Feuerwehr Wassenberg löscht Brand einer Halle an L 117

Feuer in Wassenberg : Kripo ermittelt nach Brand einer Fahrzeughalle

Lichterloh brannte am Donnerstagabend eine Halle im Industriegebiet an der L 117 zwischen Wassenberg und Ratheim. Trotz schnellen Einsatzes der Feuerwehr fielen teure Baumaschinen und Fahrzeuge den Flammen zum Opfer. Die Kripo ermittelt.

Brandermittler der Polizei suchen nach einem nächtlichen Brand am Freitagmorgen nach Spuren, wie das Feuer in einer Lagerhalle an der L 117 im Gewerbepark Lehmkaul entstanden sein könnte. Das Feuer, dessen dunkle Rauchwolken weithin bis nach Wassenberg und Hückelhoven sichtbar waren, hatte am Donnerstagabend die Feuerwehren von Wassenberg, Ratheim und Hückelhoven in Atem gehalten. Im Löscheinsatz waren 134 Kräfte. Den Schaden schätzt die Feuerwehr auf rund 500.000 Euro. Die Polizei zieht einen Sachverständigen hinzu, die Ermittlungen dauern an.

Der Alarm erreichte die Feuerwehr am Donnerstag um 20.28 Uhr. Stadtbrandinspektor Holger Röthling saß mit zwei Kollegen gerade bei einer Dienstbesprechung und fuhr sofort von der Feuerwache zur L 117. „Jemand hat einen Knall gehört“, berichtete der Leiter der Feuerwehr, „ich vermute, da sind Dachfenster aufgeschlagen.
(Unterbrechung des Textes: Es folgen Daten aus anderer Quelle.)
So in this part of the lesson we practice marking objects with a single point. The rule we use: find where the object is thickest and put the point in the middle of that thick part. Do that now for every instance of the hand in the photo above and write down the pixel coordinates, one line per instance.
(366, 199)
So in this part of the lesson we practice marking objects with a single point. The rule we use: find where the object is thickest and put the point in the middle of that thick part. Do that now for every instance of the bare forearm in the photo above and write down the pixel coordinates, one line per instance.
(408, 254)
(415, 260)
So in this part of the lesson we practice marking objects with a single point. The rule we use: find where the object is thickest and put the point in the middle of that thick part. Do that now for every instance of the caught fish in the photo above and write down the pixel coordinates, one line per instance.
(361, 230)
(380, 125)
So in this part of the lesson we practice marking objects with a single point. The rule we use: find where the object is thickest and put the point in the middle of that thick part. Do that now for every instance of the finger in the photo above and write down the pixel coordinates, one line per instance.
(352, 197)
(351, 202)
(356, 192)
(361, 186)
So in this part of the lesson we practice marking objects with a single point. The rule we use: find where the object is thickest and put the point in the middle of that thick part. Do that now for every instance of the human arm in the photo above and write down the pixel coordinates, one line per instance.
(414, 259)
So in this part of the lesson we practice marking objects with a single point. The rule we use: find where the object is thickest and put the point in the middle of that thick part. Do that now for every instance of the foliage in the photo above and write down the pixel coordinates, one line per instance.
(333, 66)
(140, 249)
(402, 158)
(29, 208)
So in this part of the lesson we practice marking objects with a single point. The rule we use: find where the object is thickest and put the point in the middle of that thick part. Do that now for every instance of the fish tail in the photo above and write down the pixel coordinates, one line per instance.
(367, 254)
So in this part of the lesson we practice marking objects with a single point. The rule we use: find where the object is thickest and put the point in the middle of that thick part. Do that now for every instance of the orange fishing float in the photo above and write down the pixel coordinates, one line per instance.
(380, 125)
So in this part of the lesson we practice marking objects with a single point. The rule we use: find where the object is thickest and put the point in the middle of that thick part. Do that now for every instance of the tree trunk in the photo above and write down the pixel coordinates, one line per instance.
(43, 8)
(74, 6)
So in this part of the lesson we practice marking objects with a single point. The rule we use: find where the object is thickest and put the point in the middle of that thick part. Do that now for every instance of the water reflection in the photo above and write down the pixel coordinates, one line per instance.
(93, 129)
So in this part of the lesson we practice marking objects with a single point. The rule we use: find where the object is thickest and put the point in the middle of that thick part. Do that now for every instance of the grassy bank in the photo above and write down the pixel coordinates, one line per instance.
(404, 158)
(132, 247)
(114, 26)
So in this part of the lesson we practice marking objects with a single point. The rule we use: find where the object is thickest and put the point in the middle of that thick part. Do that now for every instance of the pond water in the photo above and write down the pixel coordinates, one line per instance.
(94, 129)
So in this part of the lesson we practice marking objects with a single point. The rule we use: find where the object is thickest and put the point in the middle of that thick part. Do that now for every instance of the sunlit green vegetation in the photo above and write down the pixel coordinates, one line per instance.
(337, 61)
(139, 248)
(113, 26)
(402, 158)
Dann hat es schon lichterloh gebrannt.“ Noch bei der Anfahrt – die große schwarze Rauchwolke wies den Weg – erhöhte Röthling die Alarmstufe. Aus Hückelhoven wurde die Drehleiter angefordert, die Wassenberger Drehleiter löschte mit Wenderohren von oben. „Der Brand war so intensiv, dass wir keinen Feuerwehrmann ins Innere schicken konnten“, so Röthling. „Das war viel zu gefährlich.“ Von unten richteten die Feuerwehrleute den Löschstrahl durch geborstene Fenster und ein aufgeschnittenes Rolltor. „Den Bürotrakt haben wir halten können“, berichtete Holger Röthling. In der Halle seien jedoch Baumaschinen und ein in einer Holzkiste noch verpacktes, mit Betonklötzen gesichertes Fahrzeug zu Schaden gekommen.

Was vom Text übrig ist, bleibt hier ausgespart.